Good-bye, old Ashbridge’s Bay, you are no more. Good-bye to the rubber-clad duck shooters and the skiffs. Good-bye, coot and coween and mudhen; good-bye, pike, catfish and perch; good-bye, killdeer, yellow-leg and plover, crane, loon and heron. Only the lazy, flying gulls that go sailing over from Toronto Bay and up the Don are all the bird-life or any other wild life, excepting the saucy sparrows that chatter and fight over some workman’s crust. Even their day has come, as the motor truck and speedy auto will soon drive their old friend, the horse, that furnished their principal sustenance will go also into oblivion along with many other things that live now in the classics of your faithful chronicler, Sam Wood. Peace to his ashes.

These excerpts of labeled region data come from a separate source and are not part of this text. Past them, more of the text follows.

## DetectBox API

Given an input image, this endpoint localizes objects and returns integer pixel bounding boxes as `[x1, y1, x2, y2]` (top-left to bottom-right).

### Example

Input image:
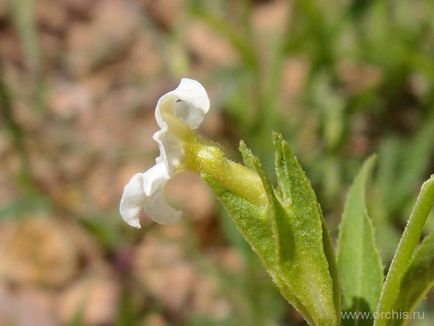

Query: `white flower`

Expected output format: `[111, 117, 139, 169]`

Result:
[119, 78, 209, 228]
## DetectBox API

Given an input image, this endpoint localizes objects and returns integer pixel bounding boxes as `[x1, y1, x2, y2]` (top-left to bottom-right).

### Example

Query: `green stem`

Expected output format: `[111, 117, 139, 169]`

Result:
[184, 140, 267, 207]
[374, 175, 434, 326]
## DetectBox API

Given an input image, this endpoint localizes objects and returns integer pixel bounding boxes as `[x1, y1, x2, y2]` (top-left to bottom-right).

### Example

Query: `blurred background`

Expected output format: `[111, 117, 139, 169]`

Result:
[0, 0, 434, 326]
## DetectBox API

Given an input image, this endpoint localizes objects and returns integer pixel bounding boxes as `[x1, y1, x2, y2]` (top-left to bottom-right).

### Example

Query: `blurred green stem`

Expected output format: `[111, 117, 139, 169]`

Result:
[9, 0, 43, 110]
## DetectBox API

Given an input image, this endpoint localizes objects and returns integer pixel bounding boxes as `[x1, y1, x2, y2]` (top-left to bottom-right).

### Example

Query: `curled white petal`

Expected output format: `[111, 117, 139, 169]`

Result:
[119, 163, 181, 228]
[119, 78, 210, 228]
[154, 78, 210, 174]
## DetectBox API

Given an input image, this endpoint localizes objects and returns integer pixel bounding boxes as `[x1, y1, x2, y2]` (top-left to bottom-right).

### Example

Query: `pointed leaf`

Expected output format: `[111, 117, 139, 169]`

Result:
[273, 134, 340, 325]
[374, 175, 434, 326]
[396, 233, 434, 312]
[338, 157, 383, 325]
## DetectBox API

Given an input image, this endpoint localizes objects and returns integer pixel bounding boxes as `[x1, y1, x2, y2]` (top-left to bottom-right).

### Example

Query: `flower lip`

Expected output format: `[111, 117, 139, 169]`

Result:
[119, 78, 210, 228]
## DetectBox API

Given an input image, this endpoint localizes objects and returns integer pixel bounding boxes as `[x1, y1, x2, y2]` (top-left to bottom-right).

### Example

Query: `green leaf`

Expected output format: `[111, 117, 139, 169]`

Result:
[337, 156, 383, 325]
[273, 134, 340, 325]
[374, 175, 434, 326]
[395, 233, 434, 313]
[202, 135, 340, 325]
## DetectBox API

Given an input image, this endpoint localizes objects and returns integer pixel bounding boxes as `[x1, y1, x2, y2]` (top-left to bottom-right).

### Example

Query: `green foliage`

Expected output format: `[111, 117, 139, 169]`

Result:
[337, 157, 383, 325]
[375, 175, 434, 326]
[395, 233, 434, 320]
[203, 135, 340, 325]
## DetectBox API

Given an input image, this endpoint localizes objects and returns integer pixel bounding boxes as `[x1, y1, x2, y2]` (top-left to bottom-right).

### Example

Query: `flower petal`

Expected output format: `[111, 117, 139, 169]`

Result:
[119, 162, 181, 228]
[155, 78, 209, 131]
[153, 78, 210, 175]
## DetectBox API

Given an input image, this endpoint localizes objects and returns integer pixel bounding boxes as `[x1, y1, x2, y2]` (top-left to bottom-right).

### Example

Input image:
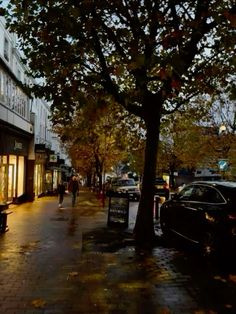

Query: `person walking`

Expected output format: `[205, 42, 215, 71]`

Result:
[68, 176, 79, 207]
[57, 180, 66, 208]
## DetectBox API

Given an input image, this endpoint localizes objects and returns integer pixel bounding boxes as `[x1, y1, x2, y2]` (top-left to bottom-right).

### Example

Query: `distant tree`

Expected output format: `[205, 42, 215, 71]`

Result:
[4, 0, 236, 247]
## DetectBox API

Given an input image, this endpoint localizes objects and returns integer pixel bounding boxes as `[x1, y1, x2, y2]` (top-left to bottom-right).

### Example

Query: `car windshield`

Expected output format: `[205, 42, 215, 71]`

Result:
[117, 179, 135, 186]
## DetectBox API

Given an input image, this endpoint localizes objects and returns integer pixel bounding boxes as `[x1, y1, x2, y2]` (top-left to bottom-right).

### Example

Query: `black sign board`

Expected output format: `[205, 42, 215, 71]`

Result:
[107, 194, 129, 228]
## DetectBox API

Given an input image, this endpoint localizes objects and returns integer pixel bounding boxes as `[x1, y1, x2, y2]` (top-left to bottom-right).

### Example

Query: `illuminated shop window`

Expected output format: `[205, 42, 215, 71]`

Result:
[8, 155, 17, 199]
[17, 156, 25, 196]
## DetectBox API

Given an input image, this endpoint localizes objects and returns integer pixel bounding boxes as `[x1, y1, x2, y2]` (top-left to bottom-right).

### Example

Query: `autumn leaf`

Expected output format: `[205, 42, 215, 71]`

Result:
[32, 299, 46, 309]
[67, 271, 79, 280]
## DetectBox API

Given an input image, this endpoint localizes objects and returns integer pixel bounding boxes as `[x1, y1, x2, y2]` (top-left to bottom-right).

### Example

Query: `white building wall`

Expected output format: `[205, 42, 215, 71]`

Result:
[0, 17, 70, 165]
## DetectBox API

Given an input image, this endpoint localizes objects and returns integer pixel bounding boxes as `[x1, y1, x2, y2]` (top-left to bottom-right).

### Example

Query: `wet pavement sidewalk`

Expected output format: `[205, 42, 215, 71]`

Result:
[0, 189, 236, 314]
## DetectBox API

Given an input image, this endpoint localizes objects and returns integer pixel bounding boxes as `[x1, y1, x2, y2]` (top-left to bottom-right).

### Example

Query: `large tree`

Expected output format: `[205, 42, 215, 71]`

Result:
[4, 0, 236, 246]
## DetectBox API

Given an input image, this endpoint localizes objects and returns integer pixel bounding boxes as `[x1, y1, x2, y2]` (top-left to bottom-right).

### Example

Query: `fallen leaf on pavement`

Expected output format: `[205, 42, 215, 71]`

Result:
[32, 299, 46, 309]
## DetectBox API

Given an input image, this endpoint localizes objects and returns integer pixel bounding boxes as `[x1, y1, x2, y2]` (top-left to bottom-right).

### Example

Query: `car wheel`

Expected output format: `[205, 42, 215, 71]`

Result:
[200, 230, 217, 257]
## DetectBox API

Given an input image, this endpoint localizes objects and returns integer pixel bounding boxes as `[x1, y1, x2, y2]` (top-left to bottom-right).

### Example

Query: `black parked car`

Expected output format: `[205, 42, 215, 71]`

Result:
[160, 181, 236, 255]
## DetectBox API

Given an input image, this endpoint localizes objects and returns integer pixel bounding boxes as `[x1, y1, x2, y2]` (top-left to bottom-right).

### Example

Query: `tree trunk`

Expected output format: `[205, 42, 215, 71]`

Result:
[134, 117, 160, 249]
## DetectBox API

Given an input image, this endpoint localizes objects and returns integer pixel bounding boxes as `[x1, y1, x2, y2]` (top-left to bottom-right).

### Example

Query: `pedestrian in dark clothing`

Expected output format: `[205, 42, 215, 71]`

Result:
[57, 181, 66, 208]
[68, 176, 79, 207]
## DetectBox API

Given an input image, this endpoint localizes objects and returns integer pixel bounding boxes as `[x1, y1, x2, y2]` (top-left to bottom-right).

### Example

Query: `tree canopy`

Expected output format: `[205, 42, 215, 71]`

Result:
[3, 0, 236, 249]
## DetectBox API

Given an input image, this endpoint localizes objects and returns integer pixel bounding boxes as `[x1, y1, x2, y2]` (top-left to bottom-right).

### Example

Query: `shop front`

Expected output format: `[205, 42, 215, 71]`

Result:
[0, 128, 32, 204]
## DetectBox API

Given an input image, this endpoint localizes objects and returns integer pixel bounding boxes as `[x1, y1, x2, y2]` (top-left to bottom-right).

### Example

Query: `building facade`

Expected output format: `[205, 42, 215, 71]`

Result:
[0, 17, 70, 204]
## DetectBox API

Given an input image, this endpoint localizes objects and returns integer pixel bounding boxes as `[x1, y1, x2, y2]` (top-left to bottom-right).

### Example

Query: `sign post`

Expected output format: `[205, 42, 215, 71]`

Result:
[107, 193, 129, 228]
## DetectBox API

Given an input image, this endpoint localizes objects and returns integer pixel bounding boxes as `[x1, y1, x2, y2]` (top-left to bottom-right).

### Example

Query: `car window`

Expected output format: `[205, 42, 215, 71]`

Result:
[117, 179, 135, 186]
[179, 185, 193, 200]
[191, 185, 224, 203]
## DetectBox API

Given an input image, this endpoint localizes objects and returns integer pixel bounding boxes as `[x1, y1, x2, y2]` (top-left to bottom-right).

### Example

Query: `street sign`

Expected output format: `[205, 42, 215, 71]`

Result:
[218, 159, 229, 171]
[107, 193, 129, 228]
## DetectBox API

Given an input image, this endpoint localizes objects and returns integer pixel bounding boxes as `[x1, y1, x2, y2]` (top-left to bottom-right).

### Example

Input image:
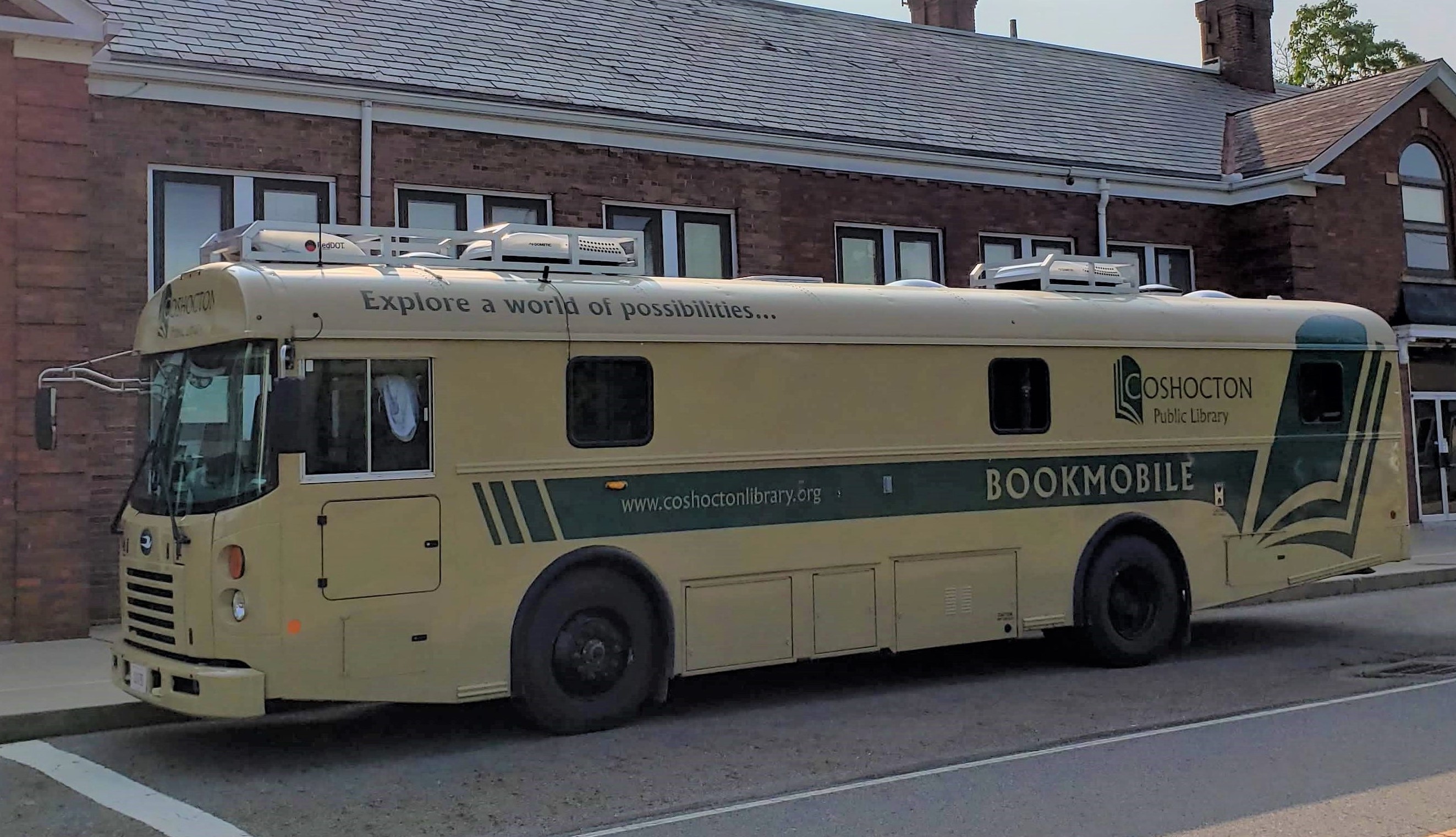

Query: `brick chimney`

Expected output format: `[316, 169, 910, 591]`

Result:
[1195, 0, 1274, 93]
[904, 0, 977, 32]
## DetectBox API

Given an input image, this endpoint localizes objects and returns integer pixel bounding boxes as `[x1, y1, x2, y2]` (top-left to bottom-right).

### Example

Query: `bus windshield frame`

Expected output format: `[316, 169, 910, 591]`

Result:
[131, 341, 278, 517]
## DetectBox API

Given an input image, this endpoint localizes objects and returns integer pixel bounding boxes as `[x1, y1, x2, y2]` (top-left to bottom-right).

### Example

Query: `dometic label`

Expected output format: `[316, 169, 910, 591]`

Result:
[1112, 355, 1254, 425]
[546, 451, 1255, 540]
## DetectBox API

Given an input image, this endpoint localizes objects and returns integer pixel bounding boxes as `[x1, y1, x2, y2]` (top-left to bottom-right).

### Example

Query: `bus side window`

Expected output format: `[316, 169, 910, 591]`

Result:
[303, 359, 369, 474]
[987, 358, 1051, 435]
[304, 359, 430, 474]
[369, 361, 430, 472]
[1299, 361, 1345, 424]
[567, 357, 652, 447]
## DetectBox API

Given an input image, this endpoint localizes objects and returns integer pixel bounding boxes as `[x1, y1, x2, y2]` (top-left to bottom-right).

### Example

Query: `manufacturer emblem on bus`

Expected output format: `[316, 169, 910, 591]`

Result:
[1112, 355, 1143, 424]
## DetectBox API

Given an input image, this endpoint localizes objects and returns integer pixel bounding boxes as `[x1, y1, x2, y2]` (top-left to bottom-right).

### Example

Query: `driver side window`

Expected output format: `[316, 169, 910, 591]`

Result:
[304, 359, 431, 476]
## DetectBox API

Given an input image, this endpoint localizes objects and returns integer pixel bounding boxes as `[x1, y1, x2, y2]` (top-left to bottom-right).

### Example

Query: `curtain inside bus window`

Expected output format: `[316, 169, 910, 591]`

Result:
[370, 359, 430, 473]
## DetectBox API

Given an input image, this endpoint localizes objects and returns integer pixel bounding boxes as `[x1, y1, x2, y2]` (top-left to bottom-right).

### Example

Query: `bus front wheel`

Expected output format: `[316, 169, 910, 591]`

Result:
[1079, 534, 1182, 667]
[513, 568, 662, 735]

Globe, Tuesday, January 8, 1918

 

 

Published by Leslieville Historical Society

Welcome to the Leslieville Historical Society's website. Please feel free to join us, to ask questions, to attend walking tours and other events, and to celebrate Leslieville's past while creating our future. Guy Anderson, President, Leslieville Historical Society and Joanne Doucette, local historian and webmaster.

3 thoughts on “ASHBRIDGES BAY from MUD ROADS & PLANK SIDEWALKS Part 6

  1. Interesting read. I have a question with regard to whether it should be Ashbridge’s or Ashbridges (there is a mixture throughout this piece). The city’s newer signs go without, but the older ones and the yacht club go with an apostrophe. I’ve paid attention to the discrepancy since the 1990s, when I, in my work as a newspaper editor, had to deal with calls were from a woman who claimed to be a relative of the Ashbridges (her name was not Ashbridge, can’t remember what it was). She wanted to correct things that were going into stories about beach volleyball, which had experienced a sudden wave of popularity, having been added to the Olympic Games starting in 1996. She had two complaints: 1) That the East End volleyball venues were on Woodbine Beach, not Ashbridge’s Bay; and 2) That the family always spelled it with an apostrophe (she apparently had been waging this battle with some bureaucrats at City Hall over some new signs and was told that the city was doing away with apostrophes on all signs). She was quite upset about the latter point, and felt that at least the newspapers should be able to investigate and get it right.

    1. Hello Steve,

      Wellington T. Ashbridge in “The Ashbridge Book”, 1912, spelled in “Ashbridges’ Bay” (p. 88) and “Ashbridge’s Bay”, (p. 94). The Ottawa Naturalist, Vol. 25, no. 2 (May 1911) p. 27, contemporary to Wellington T. Ashbridge refers to it as “Ashbridges Bay.” Ernest Thompson Seton, the famous naturalist, in a 1930 map has it as “Ashbridge Bay”. The 1846 Holloway map has “Ashbridge Bay” as does the 1860 Tremaine map. The 1868 Gehle, Fawkes & Hassard Reconnaissance Sketches of Toronto Area has “Ashbridges Bay”. I tend to follow my sources in direct quotes, but otherwise, frankly, it is not a big issue for me though I appreciate others might have differently feelings. It is clear, however, that this historical record has many different versions going back to the 1840’s when it was first called “Ashbridge Bay” as far as I can surmise from the sources. Before that it was often called “The Marsh”.

      Regards.
      Joanne Doucette

      1. Thx … That’s a situation similar to so many others. A few years back I did a piece about the name of a street near Greenwood and Danforth called Linsmore or Linnsmore (or maybe even Lismore). The more I looked into it, the less I had any sense of right or wrong.